Demos um abraço, apetecia-me chorar, mas sorri e disse ao Paulo:
– Força, Força, vai correr tudo bem e voltaremos a encontrar-nos aqui para comemorar!

O presente [3]

Yara, Yara…
Alguém me chamava…de longe, muito longe…
Acordei…Onde estava? Sentei-me na cama e de repente os acontecimentos da noite anterior começaram a desfilar diante de mim…e atrás da porta, mais uma vez… Yara, Yara…
Levantei-me fui abrir e lá estava o Paulo, mas um outro Paulo…com um olhar diferente, parece que os seus olhos brilhavam com uma intensidade que ofuscava…

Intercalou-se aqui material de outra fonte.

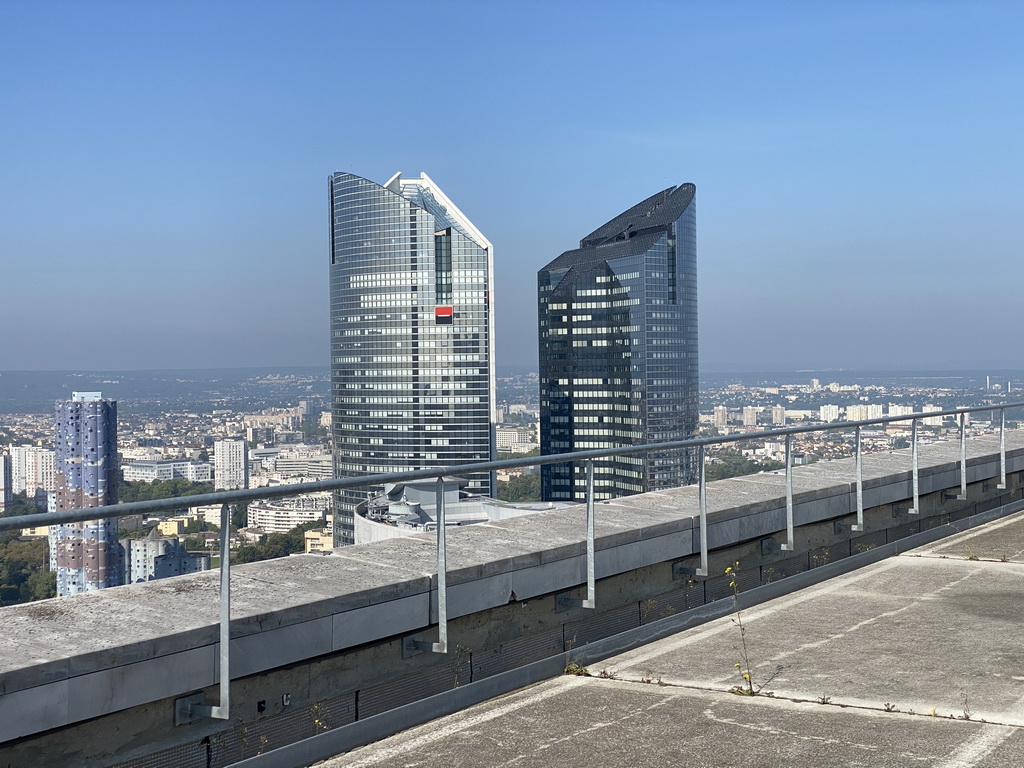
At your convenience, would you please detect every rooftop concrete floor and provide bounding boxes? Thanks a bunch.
[322,513,1024,768]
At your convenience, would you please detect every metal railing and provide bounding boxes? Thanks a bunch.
[0,402,1024,723]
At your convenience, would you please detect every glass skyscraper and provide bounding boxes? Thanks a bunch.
[538,184,698,501]
[328,173,495,545]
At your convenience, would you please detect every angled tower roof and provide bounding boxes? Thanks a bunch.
[544,183,696,269]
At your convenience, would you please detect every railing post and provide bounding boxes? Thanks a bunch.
[995,408,1007,490]
[555,459,597,611]
[782,434,796,552]
[956,414,967,500]
[696,445,708,577]
[851,424,864,530]
[910,419,921,515]
[432,477,447,653]
[583,461,597,608]
[403,475,447,653]
[184,504,231,725]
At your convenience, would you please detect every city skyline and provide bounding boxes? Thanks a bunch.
[0,0,1024,371]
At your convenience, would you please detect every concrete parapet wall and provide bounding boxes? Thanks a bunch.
[0,432,1024,768]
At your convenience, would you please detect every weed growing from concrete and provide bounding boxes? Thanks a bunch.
[958,688,974,720]
[725,560,782,696]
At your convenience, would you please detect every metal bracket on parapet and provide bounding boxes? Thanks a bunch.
[761,536,786,555]
[672,560,708,582]
[833,520,864,536]
[401,632,447,658]
[174,693,225,726]
[555,592,594,613]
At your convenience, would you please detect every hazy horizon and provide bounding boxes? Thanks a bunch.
[0,0,1024,370]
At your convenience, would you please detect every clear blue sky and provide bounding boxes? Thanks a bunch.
[0,0,1024,370]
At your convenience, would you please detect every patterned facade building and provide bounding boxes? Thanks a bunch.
[538,184,698,501]
[50,392,125,595]
[329,173,495,545]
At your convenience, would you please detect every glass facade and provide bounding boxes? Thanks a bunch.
[328,173,495,546]
[538,184,698,501]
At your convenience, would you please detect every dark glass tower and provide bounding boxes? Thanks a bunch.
[328,173,495,546]
[538,184,698,501]
[50,392,125,595]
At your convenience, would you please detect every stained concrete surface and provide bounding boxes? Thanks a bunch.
[324,513,1024,768]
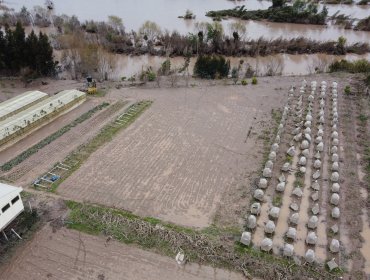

- Desculpa, acordar-te…mas, o sol já nasceu…e nem sabes o que aconteceu… abre a janela…vai ver…
Corri para a janela e abri…eu não queria acreditar no que os meus olhos viam…lá foram um tapete branco cobria todo o areal…tinha nevado, possivelmente a noite toda e eu que quase não tinha dormindo nem tinha dado conta…
- Que lindo! Adoro neve, que surpresa boa! - Exclamei
- Também eu …acredito que este seja um presente para mim, logo hoje que tenho que partir…
- Espera, deixa-me acordar, tive uma ideia…já te explico…
- Já acendi a lareira e vou preparar o pequeno-almoço.
- Calma, vou procurar-te uma muda de roupa, para tomares banho, deve haver por aqui algures…
E peça a peça a roupa lá ia aparecendo, consegui tudo e ainda um bom agasalho, o Paulo sorriu quando viu o monte de roupa que eu tinha conseguido! Enquanto ele tomava banho eu ia arrumando o meu quarto e maquinando o meu plano.
O Paulo apareceu com a “roupa nova” e foi então preparar o pequeno-almoço enquanto eu me preparava. Tomamos o pequeno-almoço em silêncio, como se já estivesse tudo dito e nada mais houvesse para dizer, mas não era isso, o Paulo ia-se “despedindo” e eu arranjando coragem para lhe explicar o meu plano, sentia o tempo a passar e de vez em quando cruzávamos o olhar, mas cada um de nós estava entregue aos seus pensamentos e ninguém ousava falar, até que foi o Paulo que arriscou…
- Yara, agradeço-te tudo do fundo do coração, nunca esquecerei estes momentos, nem aquilo que eles representaram para mim, mas agora sei que é hora de partir…
- Espera, há bocado disseste que a neve era um presente para ti, por outro lado está tudo cheio de neve, apesar de estar sol ainda demorará algum tempo até que derreta, o carro está mergulhado na neve, até à cidade ainda são alguns quilómetros e com este frio seria horrível fazermos o caminho a pé, ainda mais que eu depois teria que voltar sozinha, sei que devias partir, aliás já devias ter partido há muito tempo, em casa não temos muita comida, mas um dia também se passa de qualquer maneira, há leite, iogurtes, pão e bolachas… e se fossemos desembrulhar o presente?
Paulo levantou-se, como que não acreditando nas minhas palavras…
- Falas a sério? Achas que pode ser?
- Claro que sim! Um dia não fará diferença!!!